Excerpt from the Book
Chapter IV: The Pillow CommitteeOne
Unlike most private-club committees, which are typically focused on one specific task or area of club operations, a Pillow Committee has SEVERAL responsibilities—all fundamental to the very existence of the club as the members have come to know and cherish it. The mission of a club Pillow Committee typically includes:
1. Ensuring that all the pillows throughout the clubhouse are properly fluffed and accurately situated on a daily basis.
2. Recommending the appropriate repair and/or replacement of pillows as they become worn or torn.
3. Guaranteeing that ALL club areas that are in true need of a pillow not only have one but also have the RIGHT one.
4. Thoroughly and objectively evaluating the pros and cons of "re-covering vs. purchasing new" (and, once the proper decision has been made in this regard, overseeing the correct implementation of the committee’s onerous decision in this regard).
Because of the above, most clubs are VERY cautious in the selection of candidates for membership on this vitally important committee. Finding appropriately qualified members—people who both really know their pillows and can also multitask—is no easy matter. As a result, membership on a club’s Pillow Committee is often limited to not more than 20 people.
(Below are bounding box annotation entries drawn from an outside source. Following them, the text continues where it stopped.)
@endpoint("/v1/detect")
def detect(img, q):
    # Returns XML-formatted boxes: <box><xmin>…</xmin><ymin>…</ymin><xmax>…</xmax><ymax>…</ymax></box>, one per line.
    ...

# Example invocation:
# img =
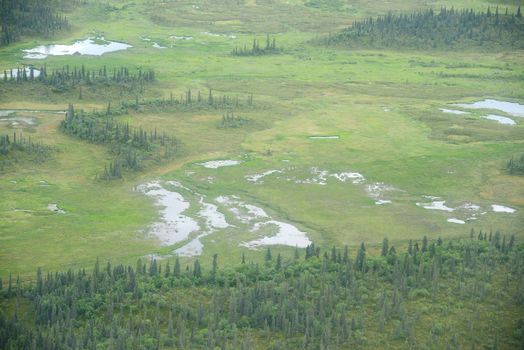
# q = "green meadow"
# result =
<box><xmin>0</xmin><ymin>0</ymin><xmax>524</xmax><ymax>279</ymax></box>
Traditionally, members of a club’s Pillow Committee have been females. In the past 10 years, however, the sex barrier for potential Pillow Committee members, as in other areas of private-club operations, has been broken (Huzzah, huzzah!), and in an increasing number of clubs, males are now considered suitable (although still not preferred) candidates. Bernard Quincy Frank, for example, is now reportedly on the Pillow Committee of two above-average private clubs, neither of which, quite candidly, would have given him a second thought a mere decade ago.
Chapter V: The Pillow CommitteeOne
QUESTION: Can private-club food-and-beverage operations be profitable?
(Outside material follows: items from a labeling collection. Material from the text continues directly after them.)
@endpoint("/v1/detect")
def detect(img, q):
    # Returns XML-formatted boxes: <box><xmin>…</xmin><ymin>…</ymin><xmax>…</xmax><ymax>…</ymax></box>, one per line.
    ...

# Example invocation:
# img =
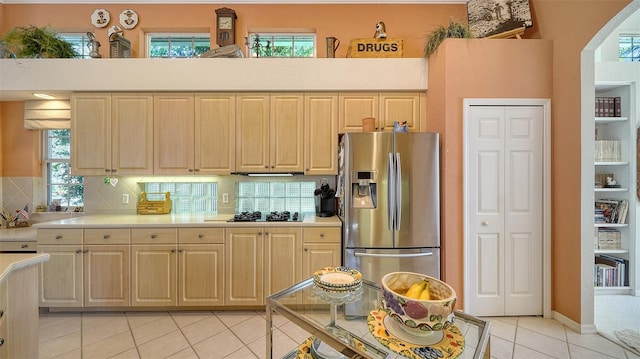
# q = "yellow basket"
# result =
<box><xmin>138</xmin><ymin>192</ymin><xmax>171</xmax><ymax>214</ymax></box>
ANSWER: OF COURSE THEY CAN—and except for very unusual and/or extreme cases, they ALWAYS SHOULD BE. The reason YOUR particular club, unlike nearly every other private club in America and around the world, may be losing a teensy-weensy bit of money in this important department can always be reduced to one or more of the following:
1. Your club is open too many hours, too many days, too many weeks, and/or too many months.
2. Your club is closed too many hours, too many days, too many weeks, and/or too many months.
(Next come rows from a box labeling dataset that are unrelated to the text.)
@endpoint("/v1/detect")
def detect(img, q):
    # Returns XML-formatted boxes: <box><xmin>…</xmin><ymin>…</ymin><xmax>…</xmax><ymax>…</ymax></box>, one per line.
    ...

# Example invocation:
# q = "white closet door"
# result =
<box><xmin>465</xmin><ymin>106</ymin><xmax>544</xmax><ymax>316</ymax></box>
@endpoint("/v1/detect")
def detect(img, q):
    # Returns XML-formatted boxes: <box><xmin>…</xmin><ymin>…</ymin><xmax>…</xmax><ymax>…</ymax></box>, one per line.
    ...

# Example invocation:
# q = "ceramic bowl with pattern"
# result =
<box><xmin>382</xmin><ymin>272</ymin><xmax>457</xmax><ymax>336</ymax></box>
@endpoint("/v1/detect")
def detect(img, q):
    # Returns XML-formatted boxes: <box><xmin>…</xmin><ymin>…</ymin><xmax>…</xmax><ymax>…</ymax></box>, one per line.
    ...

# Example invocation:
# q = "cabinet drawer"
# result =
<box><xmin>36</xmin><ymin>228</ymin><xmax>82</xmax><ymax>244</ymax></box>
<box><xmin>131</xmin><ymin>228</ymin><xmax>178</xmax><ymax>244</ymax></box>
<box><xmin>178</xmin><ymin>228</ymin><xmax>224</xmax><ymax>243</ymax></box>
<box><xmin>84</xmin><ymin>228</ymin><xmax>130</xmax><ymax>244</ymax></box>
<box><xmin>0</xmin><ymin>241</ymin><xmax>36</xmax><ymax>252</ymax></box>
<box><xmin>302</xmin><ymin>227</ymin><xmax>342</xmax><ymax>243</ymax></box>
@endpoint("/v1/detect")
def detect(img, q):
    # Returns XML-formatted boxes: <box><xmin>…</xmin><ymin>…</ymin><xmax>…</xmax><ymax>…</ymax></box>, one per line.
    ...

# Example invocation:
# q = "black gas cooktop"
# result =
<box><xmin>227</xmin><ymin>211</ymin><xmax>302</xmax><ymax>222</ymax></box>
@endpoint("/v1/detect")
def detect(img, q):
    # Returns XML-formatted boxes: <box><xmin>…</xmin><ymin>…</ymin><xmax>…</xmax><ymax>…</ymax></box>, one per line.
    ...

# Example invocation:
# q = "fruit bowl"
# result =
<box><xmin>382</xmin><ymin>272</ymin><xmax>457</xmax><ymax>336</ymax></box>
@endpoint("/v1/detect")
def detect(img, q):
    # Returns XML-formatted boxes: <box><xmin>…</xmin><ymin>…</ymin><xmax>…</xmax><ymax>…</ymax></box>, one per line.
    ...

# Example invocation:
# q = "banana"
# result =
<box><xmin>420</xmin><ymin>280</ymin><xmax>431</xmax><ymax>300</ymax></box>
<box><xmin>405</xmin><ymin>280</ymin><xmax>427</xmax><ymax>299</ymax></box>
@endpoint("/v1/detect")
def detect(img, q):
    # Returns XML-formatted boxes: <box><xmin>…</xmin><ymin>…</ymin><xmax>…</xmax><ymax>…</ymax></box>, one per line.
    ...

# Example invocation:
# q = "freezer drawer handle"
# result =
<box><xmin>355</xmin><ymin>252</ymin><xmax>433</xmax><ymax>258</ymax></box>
3. Your club has too many items on the menu.
4. Your club doesn’t have enough items on the menu.
5. Your club needs to take more outside business.
6. Your club needs to take less outside business.
7. Your prices are too high, thereby discouraging profitable business.
8. Your prices are too low, thereby encouraging unprofitable business.
9. You haven’t yet learned how to “make it up in volume.” (“Making it up in volume,” as mentioned in passing earlier in this book, is one of the most fundamental and sacred phrases that any club member can master—one that should immediately be memorized and repeated as often as possible to whomever will listen, particularly in House Committee meetings and at member-attended cocktail parties.)
10. Your club needs MORE SOCIAL MEMBERS.